Lets also look at the different colors of the squirrels.

sq.color <- sq  %>%
        select(contains("color")) %>% 
  filter(!across(c(primary.color), ~ is.na(.)))

p6 <- ggplot(sq.color, aes(x=primary.color, y=highlight.color, 
                           color=combo.primary.highlight.color)) + 
    geom_point() +
    labs(title = "Squirrel's Fur Colors",
         caption = "Squirrels may have more than one highlight color",
       x = "Primary Color", y= "Highlight Color",
       color = "Combos") +
   theme_minimal() +
 theme(legend.key.size = unit(.5, 'mm'),legend.key.width = unit(.5,"mm"), 
       legend.position = "none")

p6

Here we can see a basic visualization of the combination of colors a squirrel can have for its fur. The primary color will be the main color and the highlight color will be what color is not the main color. A NA for highlight color means the squirrel did not have a highlight color or the researcher did not see the squirrel long enough.

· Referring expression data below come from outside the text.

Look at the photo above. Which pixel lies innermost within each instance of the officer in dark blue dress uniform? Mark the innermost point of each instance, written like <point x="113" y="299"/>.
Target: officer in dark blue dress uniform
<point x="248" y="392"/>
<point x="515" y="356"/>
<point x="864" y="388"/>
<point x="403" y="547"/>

After looking at the plot I can tell that in 2018 the researchers saw primary color gray squirrels with the most different highlight colors followed by primary color cinnamon. This is not surprising due to the species of squirrels they were studying.

Squirrel GPS

Finally lets focus on where squirrels were found.

sq.gps <- sq %>%
  select(long, lat)

leaflet(sq.gps) %>% 
  addProviderTiles(providers$CartoDB.Positron) %>% 
  addCircles() %>% 
  addMarkers(lng=   -73.96743, lat=40.78297, popup="The first squirrel data point of 2018") %>% 
  addMarkers(lng=   -73.95467, lat=40.79476, popup="The last squirrel data point of 2018")

As we can see if you zoom in the researchers were thorough and squirrels were seen almost everywhere throughout the park. The places squirrels were mostly not spotted were either water or meadows. For this I only used the Leaflet package, as all of my data is centralized to Central Park (pun), however there is some nice ideas with using it with the Maps package if it would be helpful!